Das russische Wort »Täubchen« hatte ihn so heftig getroffen wie ein plötzlicher Zahnschmerz. Zwirn ist bei seiner Muttersprache sehr empfindlich, er mag als Mann nicht »Täubchen« genannt werden, das verletzt seinen Stolz. »Täubchen« nannte ihn zum letzten Mal eine längst verstorbene Großtante, die für Kinder noch Gewänder aus der »guten Zeit« aufbewahrte. Diese Kleider sahen alle aus wie Mädchenkleider, waren es vielleicht sogar, und Zwirn erinnert sich mit Schrecken an eine braunstichige Photographie, die ihn mit langen, bis auf die Schultern herabfallenden Locken zeigt.

»Nein«, antwortet Zwirn grummelig, ohne auf den Grund seiner plötzlichen Verstimmung einzugehen, »ich kann mich beim besten Willen nur an Einzelheiten erinnern, deren Fehlen, also deren Abwesenheit mir aufgefallen ist. Also die fehlende Uniform des jungen Mannes, die ich schon erwähnte. Was mir im Nachhinein auch noch merkwürdig vorkommt, ist, dass er nicht nach Knoblauch gerochen hat. Jeder riecht in dieser Stadt nach Knoblauch, Junge wie Alte, Frauen wie Männer, aber dieser Verkäufer roch eben ausdrücklich nicht nach Knoblauch. Das fällt mir aber erst jetzt ein. Und dann noch ein Drittes: Der kleine Kerl war oder ist bei all seiner Unscheinbarkeit von einer umwerfenden Höflichkeit. Vorbildliches Benehmen, wenn du verstehst, was ich meine.«

»Höflichkeit?«, fragt die Kollegin, die mit einem energischen Griff der rechten Hand einen Stift und ein quadratisches Notizheft aus der linken Brusttasche ihrer Bluse gezogen hat. »Was genau soll das heißen? Kleinbürgerliche Manieren? Ein Duckmäuser?« Ihre hellrote Zunge gleitet zweimal flink über die Spitze des Schreibgerätes. Ihre Knie hält sie unter dem Rock eng gegeneinandergepresst.

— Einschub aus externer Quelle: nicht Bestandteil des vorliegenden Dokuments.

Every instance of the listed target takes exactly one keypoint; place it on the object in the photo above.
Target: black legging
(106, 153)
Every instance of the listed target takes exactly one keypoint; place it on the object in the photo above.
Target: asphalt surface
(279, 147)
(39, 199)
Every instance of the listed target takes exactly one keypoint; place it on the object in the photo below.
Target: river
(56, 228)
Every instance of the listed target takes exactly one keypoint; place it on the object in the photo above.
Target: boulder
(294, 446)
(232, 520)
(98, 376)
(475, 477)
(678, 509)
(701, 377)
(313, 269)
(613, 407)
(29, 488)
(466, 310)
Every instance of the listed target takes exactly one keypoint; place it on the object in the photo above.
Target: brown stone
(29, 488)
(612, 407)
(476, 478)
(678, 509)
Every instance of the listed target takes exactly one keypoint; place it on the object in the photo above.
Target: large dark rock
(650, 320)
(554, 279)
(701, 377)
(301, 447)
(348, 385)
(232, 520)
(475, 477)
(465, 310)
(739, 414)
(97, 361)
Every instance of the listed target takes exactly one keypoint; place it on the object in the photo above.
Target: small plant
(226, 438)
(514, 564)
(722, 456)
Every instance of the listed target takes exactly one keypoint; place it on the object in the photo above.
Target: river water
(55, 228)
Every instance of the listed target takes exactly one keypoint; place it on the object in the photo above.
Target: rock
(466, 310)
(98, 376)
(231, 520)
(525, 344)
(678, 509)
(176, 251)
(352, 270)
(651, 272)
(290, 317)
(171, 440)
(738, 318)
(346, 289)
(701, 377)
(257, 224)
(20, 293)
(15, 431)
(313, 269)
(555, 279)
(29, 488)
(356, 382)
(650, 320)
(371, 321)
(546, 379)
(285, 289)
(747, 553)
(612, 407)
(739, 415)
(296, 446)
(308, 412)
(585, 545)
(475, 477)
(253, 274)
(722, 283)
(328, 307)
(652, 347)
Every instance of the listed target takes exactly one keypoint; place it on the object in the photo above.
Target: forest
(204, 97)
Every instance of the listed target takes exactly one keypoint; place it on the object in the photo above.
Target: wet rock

Zwirn ist kurz irritiert, einmal, weil das Hervorziehen des Notizheftes gleich zwei Knöpfe der Bluse geöffnet hat, zum anderen, weil der Einband des Heftes einen Schwarm von Goldfischen zeigt, der ihn zu bitteren Rückschlüssen auf den Geschmack der Besitzerin zwingt. Am meisten verstört ihn jedoch, dass dieses Gespräch merklich eine andere Richtung zu nehmen scheint. Vertraulich, ja, fürsorglich hat es begonnen, jetzt durchweht ein wahrnehmbarer Hauch von Schwefel das Geschehen. Für eine Unterhaltung unter Kollegen verwenden die Beteiligten nur in besonderen Fällen schriftliche Notizen.

»Höflichkeit ist in sozialistischen Ämtern oder Kaufhäusern so außergewöhnlich abwesend, dass ihr Erscheinen auffällt wie sonst nur ein Ladendiebstahl«, fährt Zwirn fort, der beschlossen hat, das kleine Heft der Kollegin einfach nicht zu beachten. »Gut, es kommt natürlich auch zu Ladendiebstählen, die nicht bemerkt werden, wie das ja auch bei einem Anfall von Höflichkeit passieren kann, aber das ist selten. Ich will damit auch nur sagen: Man müsste einmal an einer Theorie der auffälligen Abwesenheit arbeiten. Gerade in der Kunstgeschichte ist man doch mehr damit beschäftigt, das schreiend Vorhandene zu erfassen als das schreiend Fehlende.«

»Interessant«, sagt die Kollegin, ohne aufzublicken, züngelt noch einmal kurz über die Spitze ihres Stiftes und schreibt dann schnell weiter. Eine chinesische Zigarettenlänge später klappt sie das Büchlein zusammen, lässt es zurück in die Tasche der Bluse gleiten und schließt gelassen auch wieder deren zwei Knöpfe.

»Man müsste also, behauptest du, zur vollständigen Erfassung einer Person, eines Vorfalls oder eines Objektes eine spezielle Liste von auffälligen und unauffälligen Abwesenheiten anlegen«, fasst sie jetzt ihre Gedanken und das für eine höhere Instanz später zu verschriftlichende Ergebnis ihrer Unterhaltung zusammen, »für mich ist das wirklich interessant.«

Zwirn hat seit langem eine fast körperliche Abwehr entwickelt, sobald das in jeder Sprache dieser Welt dümmliche Wort »interessant« fällt. Das gilt auch jetzt, wo es aus dem Munde einer weiblichen Person kommt, die gerade mit einem Stift und der Knopfleiste ihrer Bluse gespielt hat. Andererseits ist Zwirns Geschlechtsleben seit dem unglücklichen Ausgang seiner Affäre mit Ritotschka in Peking auf Träume und wild neu zusammengefügte Wunschbilder angewiesen.

Daher lässt er sich nicht einmal von dem Wort »interessant« davon abhalten, sich mit der Kollegin zum Abendessen zu verabreden. Der Abend beginnt, wie es sich gehört, in der Abteilung der Kantine, die für privilegierte Gäste reserviert ist. Heute Abend sind sie dort allein, sieht man einmal von der Bedienung ab, die sie nur unauffällig beobachtet.